Applied ML

Profiling

Find the wall before you push on it

01 · First principlesNever optimise unmeasured

The standard failure is not slow code; it is a week spent making a fast part faster. Someone hand-fuses a kernel that was 2% of the step, while the data loader starves the GPU for 30% of every iteration. Intuition about where time goes in a GPU program is poor, partly because execution is asynchronous: the Python line that "takes long" is often just the first one forced to wait for a queue of earlier kernels. Measurement is not a refinement of optimisation; it is the precondition for it.

The discipline: measure → attribute the time to one of three walls → apply only the fixes that move that wall → measure again. Every fix in the systems-ML toolbox addresses exactly one wall, which is why misdiagnosis wastes the whole effort.

02 · The mapThree regimes

Regime	The wall	Telltale signs	What actually helps
Compute-bound	FLOP/s of the chip	Big matmuls dominate the trace; tensor-core utilisation high; achieved TFLOPS near spec	Lower precision, better kernels, a smaller model. You are at the happy wall.
Bandwidth-bound	HBM GB/s	Trace full of short pointwise/norm kernels; SMs idle waiting on memory	Fusion (torch.compile), fewer/larger ops, 16-bit activations
Comms / overhead-bound	Interconnect, CPU, launch latency	Gaps between kernels; NCCL kernels on the critical path; GPU idle while Python or the dataloader works	Overlap comms with compute, no_sync, CUDA graphs / compile, more dataloader workers

03 · The modelArithmetic intensity and the roofline

Which wall a kernel hits is predictable before you run it. Define arithmetic intensity as the work done per byte moved to and from memory:

AI = FLOPs / bytes moved · attainable FLOP/s = min(peak FLOP/s, AI × bandwidth)

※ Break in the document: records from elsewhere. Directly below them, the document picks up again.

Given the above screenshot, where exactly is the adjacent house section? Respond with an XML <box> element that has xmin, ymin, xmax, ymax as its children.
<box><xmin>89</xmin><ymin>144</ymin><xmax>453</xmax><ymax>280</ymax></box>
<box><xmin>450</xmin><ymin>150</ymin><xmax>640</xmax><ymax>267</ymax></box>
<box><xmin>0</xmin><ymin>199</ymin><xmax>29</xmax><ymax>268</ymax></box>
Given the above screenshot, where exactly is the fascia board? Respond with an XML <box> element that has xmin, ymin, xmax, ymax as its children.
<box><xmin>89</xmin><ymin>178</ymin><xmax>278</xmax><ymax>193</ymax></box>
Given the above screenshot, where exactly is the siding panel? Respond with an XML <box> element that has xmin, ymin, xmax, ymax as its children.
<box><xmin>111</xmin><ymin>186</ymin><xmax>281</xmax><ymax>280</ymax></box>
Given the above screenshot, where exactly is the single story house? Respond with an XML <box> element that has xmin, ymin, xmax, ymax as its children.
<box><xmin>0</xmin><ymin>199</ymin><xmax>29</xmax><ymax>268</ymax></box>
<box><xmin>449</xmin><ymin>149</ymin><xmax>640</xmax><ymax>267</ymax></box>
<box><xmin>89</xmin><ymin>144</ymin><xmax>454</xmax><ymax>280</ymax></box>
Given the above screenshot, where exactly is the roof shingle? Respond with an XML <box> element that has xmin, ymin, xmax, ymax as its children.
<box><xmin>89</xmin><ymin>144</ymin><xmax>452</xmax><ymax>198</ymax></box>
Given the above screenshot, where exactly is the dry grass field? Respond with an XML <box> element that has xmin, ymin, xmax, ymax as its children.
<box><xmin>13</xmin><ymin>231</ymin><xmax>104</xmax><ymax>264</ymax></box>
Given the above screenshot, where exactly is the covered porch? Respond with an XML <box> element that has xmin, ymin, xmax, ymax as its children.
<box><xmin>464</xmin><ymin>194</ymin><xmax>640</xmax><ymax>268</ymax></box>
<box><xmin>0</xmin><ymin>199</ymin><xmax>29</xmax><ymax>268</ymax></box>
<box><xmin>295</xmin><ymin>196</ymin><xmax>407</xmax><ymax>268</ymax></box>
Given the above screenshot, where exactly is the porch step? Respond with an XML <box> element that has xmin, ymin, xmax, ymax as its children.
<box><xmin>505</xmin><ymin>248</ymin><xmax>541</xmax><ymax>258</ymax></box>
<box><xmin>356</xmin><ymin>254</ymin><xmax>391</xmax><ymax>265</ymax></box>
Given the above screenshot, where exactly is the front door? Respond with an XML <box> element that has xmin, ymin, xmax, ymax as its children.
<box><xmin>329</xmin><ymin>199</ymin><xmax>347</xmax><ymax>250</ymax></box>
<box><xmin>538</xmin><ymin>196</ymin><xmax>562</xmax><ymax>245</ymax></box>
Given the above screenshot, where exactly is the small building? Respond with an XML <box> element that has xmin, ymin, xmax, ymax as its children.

The chip has a fixed ratio too: an A100 offers roughly 312 bf16 TFLOPS against roughly 2 TB/s of HBM, a ridge point near 150 FLOPs/byte. Kernels below that intensity cannot be compute-bound no matter how clever the code; the memory system simply cannot feed the ALUs fast enough.

Under the slanted roof, only moving fewer bytes helps. On the flat roof, only doing fewer FLOPs (or lower precision) helps.

This single picture explains the modern kernel agenda. A pointwise op does 1 FLOP per element while moving 8–12 bytes — AI well below 1, hopelessly bandwidth-bound, running at perhaps 1% of peak FLOPS. A chain of such ops (bias, GeLU, dropout, residual) re-reads and re-writes the same tensor over and over. Fusion merges the chain into one kernel that reads once, computes everything in registers, and writes once — the FLOPs are unchanged and the kernel still finishes several times faster, because FLOPs were never the cost. FlashAttention is the same logic applied to attention's memory traffic.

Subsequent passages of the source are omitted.